Thursday, 21 April 2016
Plaza Grand Ballroom (The Condado Hilton Plaza)
Kim A. Richardson, NRL, Monterey, CA; and R. L. Bankert and J. Cossuth

The Naval Research Laboratory's (NRL) tropical cyclone (TC) web page has enabled the global TC community to benefit from access to near real-time microwave imager/sounder imagery and derived products that assist in monitoring TC storm structure since 1997. Microwave sensors have the inherent advantage of seeing through non-raining clouds, thus mitigating a common problem associated with visible/Infrared (vis/IR) imagery that forms the bulk of the temporal sampling due to 30 minute or more rapid refresh afforded by geostationary sensors. NRL's Marine Meteorology Division in Monterey, CA (NRL-MRY) recognized the potential to use the SSM/I to map TC location, structure, and infer intensity, resulting in a public web page that contained near real-time SSM/I products focused on existing TCs as monitored by the National Hurricane Center (NHC, Miami, FL), the Joint Typhoon Warning Center (JTWC, Pearl Harbor, HI) and the Central Pacific Hurricane Center (CPHC, Honolulu, HI). This effort was only possible due to our close collaboration with the Fleet Numerical Meteorology and Oceanography Center (FNMOC) collocated in Monterey, CA with NRL-MRY and coordination with the Automated Tropical Cyclone Forecasting (ATCF) system. With time, a range of other satellite sensors was added to near real-time operations, including SSMIS, TMI, AMSR-E, and QuikSCAT.
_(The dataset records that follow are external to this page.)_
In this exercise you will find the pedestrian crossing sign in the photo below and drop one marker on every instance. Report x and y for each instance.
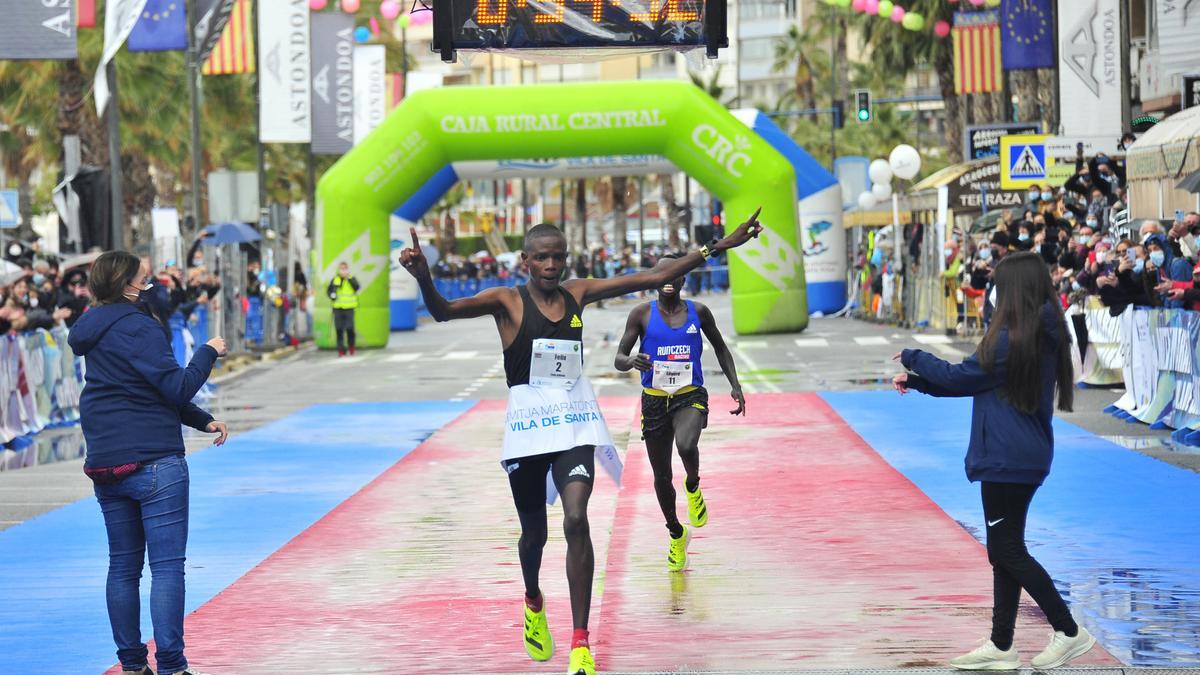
(1024, 161)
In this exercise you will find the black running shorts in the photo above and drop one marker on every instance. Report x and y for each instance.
(527, 476)
(659, 411)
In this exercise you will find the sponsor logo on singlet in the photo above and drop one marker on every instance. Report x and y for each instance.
(675, 352)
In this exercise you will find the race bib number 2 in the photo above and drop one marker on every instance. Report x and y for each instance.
(556, 363)
(671, 376)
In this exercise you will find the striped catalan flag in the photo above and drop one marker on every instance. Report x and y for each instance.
(976, 43)
(234, 53)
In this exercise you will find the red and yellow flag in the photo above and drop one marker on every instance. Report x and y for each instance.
(977, 64)
(234, 52)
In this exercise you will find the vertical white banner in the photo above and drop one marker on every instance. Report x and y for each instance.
(370, 96)
(119, 19)
(1091, 69)
(283, 79)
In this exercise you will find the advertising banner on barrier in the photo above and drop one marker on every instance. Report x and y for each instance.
(283, 84)
(370, 89)
(333, 83)
(37, 30)
(1091, 67)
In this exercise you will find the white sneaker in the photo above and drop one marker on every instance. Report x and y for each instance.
(988, 657)
(1063, 649)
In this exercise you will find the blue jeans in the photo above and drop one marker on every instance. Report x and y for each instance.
(148, 512)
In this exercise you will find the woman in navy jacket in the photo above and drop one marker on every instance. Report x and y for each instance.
(1021, 363)
(135, 399)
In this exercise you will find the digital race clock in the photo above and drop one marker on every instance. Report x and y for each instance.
(564, 24)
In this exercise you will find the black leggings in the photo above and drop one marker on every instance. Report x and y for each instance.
(343, 324)
(1005, 508)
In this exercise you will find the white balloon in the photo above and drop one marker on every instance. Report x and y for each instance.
(905, 161)
(880, 171)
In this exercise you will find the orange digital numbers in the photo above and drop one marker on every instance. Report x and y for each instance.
(485, 16)
(649, 16)
(555, 18)
(655, 10)
(675, 13)
(597, 10)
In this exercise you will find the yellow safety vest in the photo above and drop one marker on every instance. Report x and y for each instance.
(347, 297)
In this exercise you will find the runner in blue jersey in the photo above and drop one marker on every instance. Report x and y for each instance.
(675, 402)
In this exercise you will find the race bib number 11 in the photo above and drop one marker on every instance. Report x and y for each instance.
(556, 363)
(671, 376)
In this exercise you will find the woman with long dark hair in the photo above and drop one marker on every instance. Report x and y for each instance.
(135, 399)
(1021, 365)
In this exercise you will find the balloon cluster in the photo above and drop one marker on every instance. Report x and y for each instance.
(897, 13)
(904, 162)
(389, 10)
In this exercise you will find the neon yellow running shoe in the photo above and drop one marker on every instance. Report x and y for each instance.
(697, 511)
(581, 662)
(677, 554)
(539, 641)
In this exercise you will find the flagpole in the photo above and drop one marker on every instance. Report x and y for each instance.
(114, 159)
(193, 95)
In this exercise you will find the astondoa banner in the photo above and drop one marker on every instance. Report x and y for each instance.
(333, 83)
(1090, 69)
(437, 127)
(370, 89)
(37, 29)
(283, 84)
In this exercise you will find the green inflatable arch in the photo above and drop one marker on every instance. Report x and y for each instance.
(431, 129)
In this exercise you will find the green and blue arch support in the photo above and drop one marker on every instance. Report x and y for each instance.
(409, 155)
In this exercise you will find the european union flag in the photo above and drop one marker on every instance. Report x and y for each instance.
(1026, 34)
(162, 27)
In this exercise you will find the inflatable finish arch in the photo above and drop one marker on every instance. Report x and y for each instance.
(435, 127)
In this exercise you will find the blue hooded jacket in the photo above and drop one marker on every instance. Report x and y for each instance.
(1007, 446)
(136, 395)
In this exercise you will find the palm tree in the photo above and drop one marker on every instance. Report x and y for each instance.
(801, 51)
(900, 51)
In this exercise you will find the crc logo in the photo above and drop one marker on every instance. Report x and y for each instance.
(730, 154)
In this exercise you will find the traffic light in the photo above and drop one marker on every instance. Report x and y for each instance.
(863, 106)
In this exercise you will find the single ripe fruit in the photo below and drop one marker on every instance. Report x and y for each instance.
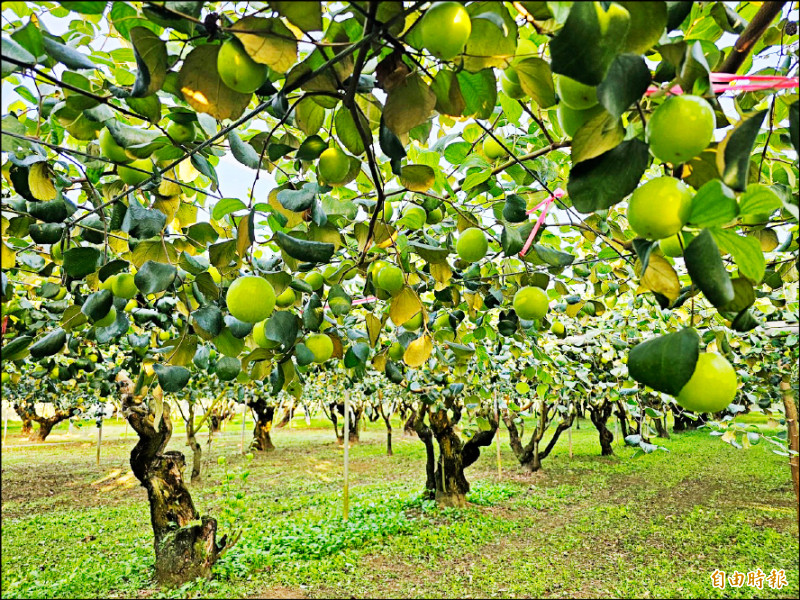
(510, 84)
(321, 346)
(286, 298)
(680, 129)
(659, 208)
(414, 217)
(250, 299)
(558, 329)
(712, 386)
(131, 176)
(572, 120)
(124, 286)
(492, 148)
(531, 303)
(111, 150)
(575, 94)
(315, 280)
(237, 70)
(445, 29)
(674, 245)
(414, 322)
(108, 319)
(390, 278)
(472, 245)
(334, 165)
(181, 132)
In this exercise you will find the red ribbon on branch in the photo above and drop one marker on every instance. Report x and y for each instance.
(728, 82)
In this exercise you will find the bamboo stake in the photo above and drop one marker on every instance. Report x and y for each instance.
(244, 421)
(346, 507)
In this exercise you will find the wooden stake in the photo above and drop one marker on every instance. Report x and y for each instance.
(346, 508)
(497, 416)
(244, 421)
(99, 438)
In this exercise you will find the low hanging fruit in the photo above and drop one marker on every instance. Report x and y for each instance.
(472, 245)
(445, 28)
(680, 129)
(531, 303)
(659, 208)
(712, 386)
(250, 299)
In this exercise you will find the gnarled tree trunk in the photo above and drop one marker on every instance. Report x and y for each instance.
(262, 440)
(600, 416)
(185, 543)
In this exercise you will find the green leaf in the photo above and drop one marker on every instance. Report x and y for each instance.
(449, 99)
(489, 45)
(759, 200)
(734, 151)
(242, 151)
(208, 321)
(417, 178)
(151, 59)
(154, 277)
(714, 204)
(648, 21)
(274, 45)
(14, 50)
(536, 80)
(299, 200)
(597, 136)
(707, 270)
(746, 253)
(626, 82)
(601, 182)
(203, 89)
(98, 304)
(590, 39)
(172, 379)
(305, 15)
(64, 54)
(282, 327)
(408, 104)
(141, 222)
(479, 91)
(80, 262)
(225, 206)
(665, 363)
(305, 250)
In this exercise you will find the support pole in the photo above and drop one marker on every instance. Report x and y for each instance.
(244, 421)
(346, 508)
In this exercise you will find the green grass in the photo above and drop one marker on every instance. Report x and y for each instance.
(589, 526)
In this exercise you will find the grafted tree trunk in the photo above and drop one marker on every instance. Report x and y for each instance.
(530, 455)
(600, 416)
(262, 440)
(185, 543)
(454, 456)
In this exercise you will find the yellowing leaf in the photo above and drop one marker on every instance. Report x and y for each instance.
(417, 178)
(274, 44)
(203, 89)
(661, 278)
(404, 306)
(418, 351)
(39, 182)
(374, 327)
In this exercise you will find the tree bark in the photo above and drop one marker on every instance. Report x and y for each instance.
(600, 416)
(185, 543)
(262, 440)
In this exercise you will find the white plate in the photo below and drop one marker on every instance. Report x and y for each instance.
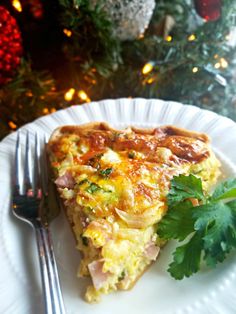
(156, 292)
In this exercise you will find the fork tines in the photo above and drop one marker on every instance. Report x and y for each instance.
(35, 166)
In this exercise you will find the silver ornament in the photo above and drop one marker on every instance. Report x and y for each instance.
(130, 17)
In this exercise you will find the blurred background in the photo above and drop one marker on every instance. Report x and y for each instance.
(59, 53)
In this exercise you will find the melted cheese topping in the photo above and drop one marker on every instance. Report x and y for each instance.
(114, 186)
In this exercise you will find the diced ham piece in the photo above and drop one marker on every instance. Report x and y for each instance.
(151, 251)
(65, 181)
(98, 276)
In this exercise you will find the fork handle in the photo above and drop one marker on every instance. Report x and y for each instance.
(51, 286)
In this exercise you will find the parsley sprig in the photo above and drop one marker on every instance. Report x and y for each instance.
(207, 231)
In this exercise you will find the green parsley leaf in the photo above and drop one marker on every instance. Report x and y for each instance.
(207, 232)
(177, 223)
(187, 258)
(106, 172)
(184, 187)
(217, 221)
(225, 190)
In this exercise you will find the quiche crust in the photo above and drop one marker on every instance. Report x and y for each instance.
(113, 184)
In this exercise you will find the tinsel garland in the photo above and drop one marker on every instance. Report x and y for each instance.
(193, 63)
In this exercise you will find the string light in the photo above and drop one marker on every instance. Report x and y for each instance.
(150, 80)
(17, 5)
(147, 68)
(12, 125)
(45, 111)
(83, 96)
(168, 38)
(191, 37)
(67, 32)
(224, 63)
(68, 96)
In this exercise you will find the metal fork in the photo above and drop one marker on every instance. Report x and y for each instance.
(30, 204)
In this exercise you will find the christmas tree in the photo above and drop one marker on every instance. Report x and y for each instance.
(54, 54)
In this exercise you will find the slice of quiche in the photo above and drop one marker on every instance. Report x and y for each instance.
(113, 184)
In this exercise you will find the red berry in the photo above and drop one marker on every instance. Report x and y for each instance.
(10, 45)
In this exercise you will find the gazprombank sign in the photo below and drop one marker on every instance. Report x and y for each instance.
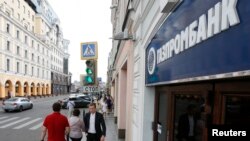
(200, 38)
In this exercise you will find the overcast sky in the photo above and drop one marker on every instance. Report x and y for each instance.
(85, 21)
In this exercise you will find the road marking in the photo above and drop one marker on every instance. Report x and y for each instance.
(8, 120)
(2, 118)
(18, 121)
(37, 126)
(27, 123)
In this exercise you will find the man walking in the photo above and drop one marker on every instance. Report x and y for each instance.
(56, 125)
(70, 106)
(95, 127)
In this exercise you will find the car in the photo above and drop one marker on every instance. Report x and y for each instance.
(79, 102)
(17, 104)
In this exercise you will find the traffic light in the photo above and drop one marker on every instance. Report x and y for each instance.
(90, 77)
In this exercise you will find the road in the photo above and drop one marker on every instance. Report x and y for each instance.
(26, 125)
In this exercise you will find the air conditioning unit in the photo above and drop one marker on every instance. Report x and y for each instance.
(123, 36)
(168, 5)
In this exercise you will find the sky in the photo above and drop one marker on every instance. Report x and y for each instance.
(85, 21)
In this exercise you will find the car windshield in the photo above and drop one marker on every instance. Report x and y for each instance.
(12, 99)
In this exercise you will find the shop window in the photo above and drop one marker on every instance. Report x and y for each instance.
(237, 110)
(8, 28)
(189, 117)
(162, 118)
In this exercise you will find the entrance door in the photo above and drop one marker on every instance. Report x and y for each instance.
(161, 124)
(189, 116)
(191, 110)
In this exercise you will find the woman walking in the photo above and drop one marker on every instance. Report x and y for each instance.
(76, 126)
(104, 106)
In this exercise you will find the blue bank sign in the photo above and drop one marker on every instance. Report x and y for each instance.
(201, 39)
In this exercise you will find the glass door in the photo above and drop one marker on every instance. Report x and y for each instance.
(237, 109)
(162, 118)
(189, 117)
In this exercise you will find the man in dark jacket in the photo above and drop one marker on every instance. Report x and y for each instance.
(95, 127)
(187, 124)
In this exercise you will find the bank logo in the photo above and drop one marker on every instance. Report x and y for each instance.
(151, 61)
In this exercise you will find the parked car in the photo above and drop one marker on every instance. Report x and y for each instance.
(17, 103)
(79, 102)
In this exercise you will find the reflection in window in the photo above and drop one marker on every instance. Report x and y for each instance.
(237, 110)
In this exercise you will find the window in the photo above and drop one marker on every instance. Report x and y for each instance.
(32, 70)
(38, 47)
(8, 13)
(26, 54)
(18, 50)
(8, 28)
(17, 67)
(8, 64)
(25, 69)
(37, 72)
(8, 45)
(25, 39)
(17, 34)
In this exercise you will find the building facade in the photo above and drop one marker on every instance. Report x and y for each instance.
(184, 53)
(29, 35)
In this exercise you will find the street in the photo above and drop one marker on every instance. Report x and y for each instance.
(26, 125)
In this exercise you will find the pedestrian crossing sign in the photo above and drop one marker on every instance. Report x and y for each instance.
(89, 50)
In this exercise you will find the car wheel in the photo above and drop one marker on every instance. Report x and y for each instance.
(21, 109)
(31, 106)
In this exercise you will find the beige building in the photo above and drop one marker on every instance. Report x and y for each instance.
(31, 47)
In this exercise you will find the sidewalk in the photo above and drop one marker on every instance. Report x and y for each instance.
(111, 132)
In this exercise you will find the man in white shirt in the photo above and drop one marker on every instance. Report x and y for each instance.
(95, 127)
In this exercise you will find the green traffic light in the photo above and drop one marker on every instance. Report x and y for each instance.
(89, 71)
(89, 79)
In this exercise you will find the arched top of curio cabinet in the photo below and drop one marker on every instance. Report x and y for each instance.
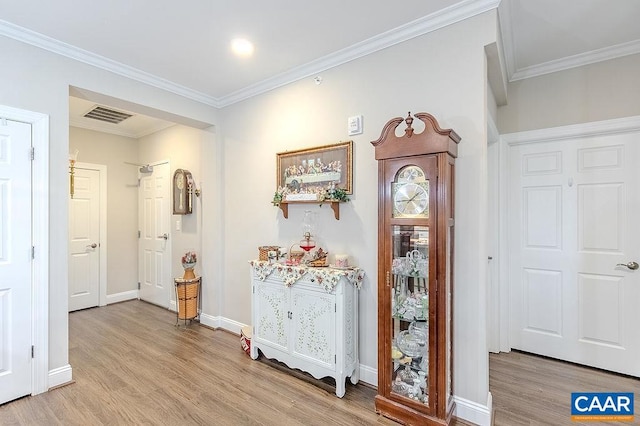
(431, 140)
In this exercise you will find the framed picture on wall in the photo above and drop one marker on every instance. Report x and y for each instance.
(312, 170)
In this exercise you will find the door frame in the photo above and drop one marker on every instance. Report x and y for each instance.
(509, 140)
(102, 232)
(40, 242)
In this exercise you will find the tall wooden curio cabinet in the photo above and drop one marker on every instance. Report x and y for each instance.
(415, 271)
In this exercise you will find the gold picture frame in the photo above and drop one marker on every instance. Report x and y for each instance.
(311, 170)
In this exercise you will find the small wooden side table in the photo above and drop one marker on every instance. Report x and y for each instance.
(187, 298)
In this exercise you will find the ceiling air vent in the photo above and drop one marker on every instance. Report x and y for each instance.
(108, 115)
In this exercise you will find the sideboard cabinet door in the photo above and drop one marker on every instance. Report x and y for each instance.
(314, 324)
(271, 305)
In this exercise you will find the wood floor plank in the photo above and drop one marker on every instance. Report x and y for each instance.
(132, 366)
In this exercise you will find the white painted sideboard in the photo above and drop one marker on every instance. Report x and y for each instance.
(307, 318)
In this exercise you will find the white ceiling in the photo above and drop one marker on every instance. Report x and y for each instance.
(184, 46)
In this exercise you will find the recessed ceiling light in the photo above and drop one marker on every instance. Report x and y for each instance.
(242, 47)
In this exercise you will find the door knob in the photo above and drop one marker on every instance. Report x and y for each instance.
(631, 265)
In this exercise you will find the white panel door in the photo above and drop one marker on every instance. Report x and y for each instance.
(313, 315)
(154, 252)
(574, 220)
(84, 240)
(15, 260)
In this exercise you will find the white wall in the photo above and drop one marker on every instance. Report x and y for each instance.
(596, 92)
(122, 201)
(443, 73)
(37, 80)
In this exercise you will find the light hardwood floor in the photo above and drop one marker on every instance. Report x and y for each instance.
(132, 366)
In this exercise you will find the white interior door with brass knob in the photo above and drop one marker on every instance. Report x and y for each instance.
(574, 241)
(154, 246)
(84, 240)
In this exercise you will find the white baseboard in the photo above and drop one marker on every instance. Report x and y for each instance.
(121, 297)
(60, 376)
(473, 412)
(210, 321)
(369, 375)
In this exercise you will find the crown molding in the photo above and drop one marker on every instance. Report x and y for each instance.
(581, 130)
(592, 57)
(447, 16)
(450, 15)
(42, 41)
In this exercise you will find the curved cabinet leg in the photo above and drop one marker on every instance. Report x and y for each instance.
(355, 377)
(340, 386)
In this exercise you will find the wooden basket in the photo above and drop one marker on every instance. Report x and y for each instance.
(187, 300)
(264, 252)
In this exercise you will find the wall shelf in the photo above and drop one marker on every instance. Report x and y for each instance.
(335, 206)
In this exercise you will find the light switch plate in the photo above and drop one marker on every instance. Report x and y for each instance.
(354, 125)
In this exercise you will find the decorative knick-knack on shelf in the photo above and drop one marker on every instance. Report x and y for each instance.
(188, 263)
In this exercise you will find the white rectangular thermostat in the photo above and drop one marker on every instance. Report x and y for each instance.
(354, 125)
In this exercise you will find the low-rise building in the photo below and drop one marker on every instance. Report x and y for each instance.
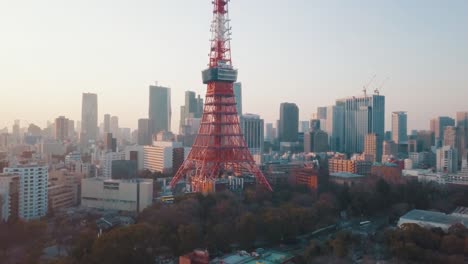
(124, 195)
(430, 219)
(33, 192)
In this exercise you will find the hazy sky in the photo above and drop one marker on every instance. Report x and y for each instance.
(303, 51)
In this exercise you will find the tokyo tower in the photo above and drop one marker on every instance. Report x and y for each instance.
(219, 149)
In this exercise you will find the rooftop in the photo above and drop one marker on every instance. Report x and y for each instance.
(347, 175)
(434, 217)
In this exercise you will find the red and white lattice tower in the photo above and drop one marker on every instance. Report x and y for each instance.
(219, 149)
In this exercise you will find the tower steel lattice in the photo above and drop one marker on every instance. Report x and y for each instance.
(219, 149)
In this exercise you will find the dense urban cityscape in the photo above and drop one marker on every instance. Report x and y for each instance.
(228, 187)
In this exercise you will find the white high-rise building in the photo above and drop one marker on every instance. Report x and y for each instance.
(400, 127)
(335, 127)
(9, 196)
(33, 198)
(447, 159)
(160, 156)
(106, 162)
(252, 128)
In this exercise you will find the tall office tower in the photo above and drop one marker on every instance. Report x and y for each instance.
(322, 112)
(16, 132)
(400, 127)
(107, 124)
(425, 140)
(447, 159)
(9, 196)
(363, 115)
(114, 126)
(316, 141)
(89, 114)
(71, 128)
(335, 127)
(238, 94)
(61, 128)
(193, 108)
(373, 147)
(219, 149)
(269, 132)
(144, 135)
(252, 128)
(33, 198)
(462, 119)
(438, 125)
(450, 136)
(389, 149)
(315, 124)
(304, 126)
(289, 122)
(160, 112)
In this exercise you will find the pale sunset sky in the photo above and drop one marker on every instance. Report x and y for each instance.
(303, 51)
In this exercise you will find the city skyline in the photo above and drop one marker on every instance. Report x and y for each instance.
(74, 56)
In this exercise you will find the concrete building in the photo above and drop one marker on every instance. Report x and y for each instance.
(107, 126)
(373, 147)
(160, 156)
(89, 119)
(64, 189)
(106, 160)
(33, 190)
(9, 196)
(252, 128)
(337, 165)
(61, 128)
(400, 127)
(431, 219)
(269, 132)
(447, 159)
(238, 94)
(122, 195)
(316, 141)
(450, 136)
(362, 115)
(438, 125)
(289, 122)
(144, 132)
(335, 127)
(160, 112)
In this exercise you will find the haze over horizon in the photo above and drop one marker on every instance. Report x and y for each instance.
(306, 52)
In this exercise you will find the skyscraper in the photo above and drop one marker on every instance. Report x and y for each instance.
(252, 128)
(335, 127)
(89, 122)
(400, 127)
(61, 128)
(438, 125)
(373, 147)
(363, 115)
(159, 108)
(144, 135)
(269, 132)
(289, 122)
(462, 119)
(114, 126)
(450, 136)
(238, 94)
(107, 124)
(193, 108)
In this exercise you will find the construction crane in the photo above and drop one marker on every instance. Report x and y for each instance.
(364, 88)
(377, 89)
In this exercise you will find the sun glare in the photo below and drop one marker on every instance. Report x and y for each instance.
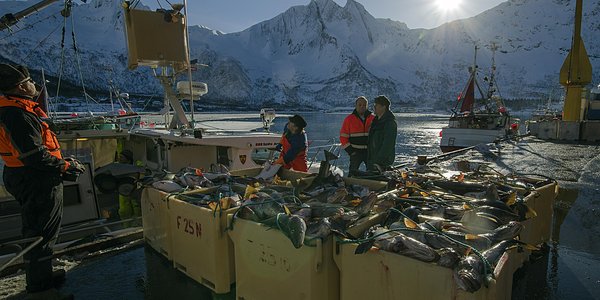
(447, 5)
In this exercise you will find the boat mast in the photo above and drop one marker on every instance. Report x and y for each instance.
(187, 43)
(576, 71)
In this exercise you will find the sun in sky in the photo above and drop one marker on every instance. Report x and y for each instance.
(448, 5)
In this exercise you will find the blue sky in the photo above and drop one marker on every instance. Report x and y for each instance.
(236, 15)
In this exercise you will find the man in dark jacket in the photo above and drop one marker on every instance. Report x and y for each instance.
(382, 136)
(354, 134)
(33, 166)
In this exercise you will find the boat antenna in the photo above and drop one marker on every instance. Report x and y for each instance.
(187, 37)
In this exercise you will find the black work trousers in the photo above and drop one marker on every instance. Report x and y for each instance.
(41, 197)
(356, 158)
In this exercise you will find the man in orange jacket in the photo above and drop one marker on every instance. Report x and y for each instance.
(293, 145)
(33, 169)
(354, 134)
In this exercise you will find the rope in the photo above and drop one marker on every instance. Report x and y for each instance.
(62, 59)
(77, 59)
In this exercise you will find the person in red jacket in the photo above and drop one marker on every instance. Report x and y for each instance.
(354, 134)
(33, 169)
(293, 145)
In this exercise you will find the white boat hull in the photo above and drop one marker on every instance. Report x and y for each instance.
(458, 138)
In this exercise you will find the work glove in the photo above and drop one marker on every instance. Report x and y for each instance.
(75, 166)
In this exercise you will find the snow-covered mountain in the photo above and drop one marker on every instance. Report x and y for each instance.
(321, 54)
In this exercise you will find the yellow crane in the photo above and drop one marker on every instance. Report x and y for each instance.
(576, 72)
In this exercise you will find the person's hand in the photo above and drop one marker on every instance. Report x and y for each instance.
(279, 161)
(350, 150)
(75, 166)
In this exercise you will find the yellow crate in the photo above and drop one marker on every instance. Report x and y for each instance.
(269, 267)
(538, 230)
(386, 276)
(201, 248)
(155, 221)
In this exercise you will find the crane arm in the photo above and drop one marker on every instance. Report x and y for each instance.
(12, 18)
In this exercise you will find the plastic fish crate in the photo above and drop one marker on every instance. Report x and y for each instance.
(269, 267)
(384, 275)
(155, 221)
(538, 230)
(201, 248)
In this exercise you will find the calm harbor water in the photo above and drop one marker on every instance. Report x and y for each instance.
(568, 270)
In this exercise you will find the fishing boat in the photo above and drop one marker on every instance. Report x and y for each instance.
(477, 121)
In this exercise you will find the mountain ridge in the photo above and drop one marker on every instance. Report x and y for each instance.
(322, 55)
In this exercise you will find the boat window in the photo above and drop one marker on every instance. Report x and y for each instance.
(71, 195)
(152, 151)
(261, 155)
(223, 156)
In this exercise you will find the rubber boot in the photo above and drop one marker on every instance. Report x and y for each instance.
(58, 277)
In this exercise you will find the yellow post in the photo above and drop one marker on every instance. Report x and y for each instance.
(576, 71)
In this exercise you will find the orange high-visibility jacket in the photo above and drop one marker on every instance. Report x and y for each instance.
(355, 131)
(25, 138)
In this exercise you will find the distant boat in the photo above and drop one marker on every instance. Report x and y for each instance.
(477, 121)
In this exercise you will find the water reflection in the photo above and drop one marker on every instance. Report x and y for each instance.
(138, 273)
(560, 270)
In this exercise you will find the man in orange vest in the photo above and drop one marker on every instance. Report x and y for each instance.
(354, 135)
(33, 169)
(293, 145)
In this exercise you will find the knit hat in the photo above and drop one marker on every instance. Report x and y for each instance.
(12, 75)
(382, 100)
(298, 121)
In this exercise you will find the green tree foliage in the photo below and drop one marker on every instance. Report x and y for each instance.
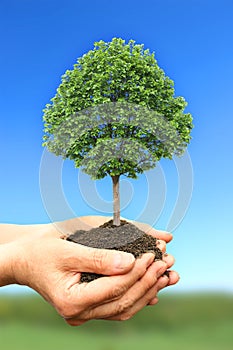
(115, 113)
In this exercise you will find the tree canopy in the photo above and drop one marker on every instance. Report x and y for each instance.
(116, 112)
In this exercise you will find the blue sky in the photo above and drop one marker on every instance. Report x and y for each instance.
(192, 41)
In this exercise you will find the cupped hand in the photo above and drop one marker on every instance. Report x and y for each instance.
(53, 266)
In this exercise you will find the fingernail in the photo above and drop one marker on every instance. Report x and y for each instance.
(161, 266)
(123, 260)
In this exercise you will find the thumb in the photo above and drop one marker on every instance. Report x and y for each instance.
(101, 261)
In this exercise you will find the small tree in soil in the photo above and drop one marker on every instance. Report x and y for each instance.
(115, 114)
More recently, we have brought online the DMSP F-19 SSMIS and the NASA Global Precipitation Mission (GPM) Microwave Imager (GMI) via NASA/GSFC. Data latencies for F-19 SSMIS data is ~ 1-2 hours, while GMI is < 30 minutes with 5-6 km spatial resolution at 89 GHz providing advantages in mapping inner core structure. Additional microwave sensors capable of retrieving ocean surface wind vectors have been hosted using scatterometers (ASCAT) and NASA's RapidSCAT wind vectors are now included. The 900 km swath and 51.6 deg orbital inclination onboard the host International Space Station (ISS) complement the ASCAT data sets and thus increase the spatial and temporal sampling used by the various WMO and TC warning centers around the globe.

Efforts have begun on creating Himawari-8 AHI sensor products and making them available on the TC web page. Other current efforts and future plans include recalibration of the ice scattering channels to 89 GHz to reduce bias between sensors, remapping (cubic spline interpolation) of SSM/I and SSMIS data (the sensors with the coarsest spatial resolution) to a common oversampled grid with AMSR2 and GMI, and use of CIMSS ARCHER for recentering. A standardized database of both digital data and image products will be generated and made available to the TC community to compliment the near-realtime data. A study and application of a more sophisticated parallax correction scheme will be performed to provide increased confidence in the initialization of the TC center. Finally, the color tables used to visualize a TC were subjectively developed based on a small sample of cases observed by the SSM/I. Resolution and frequency changes since that time necessitate an expanded and quantitative revisiting of this visualization. Examples of these new research areas and visualization strategies will be shown.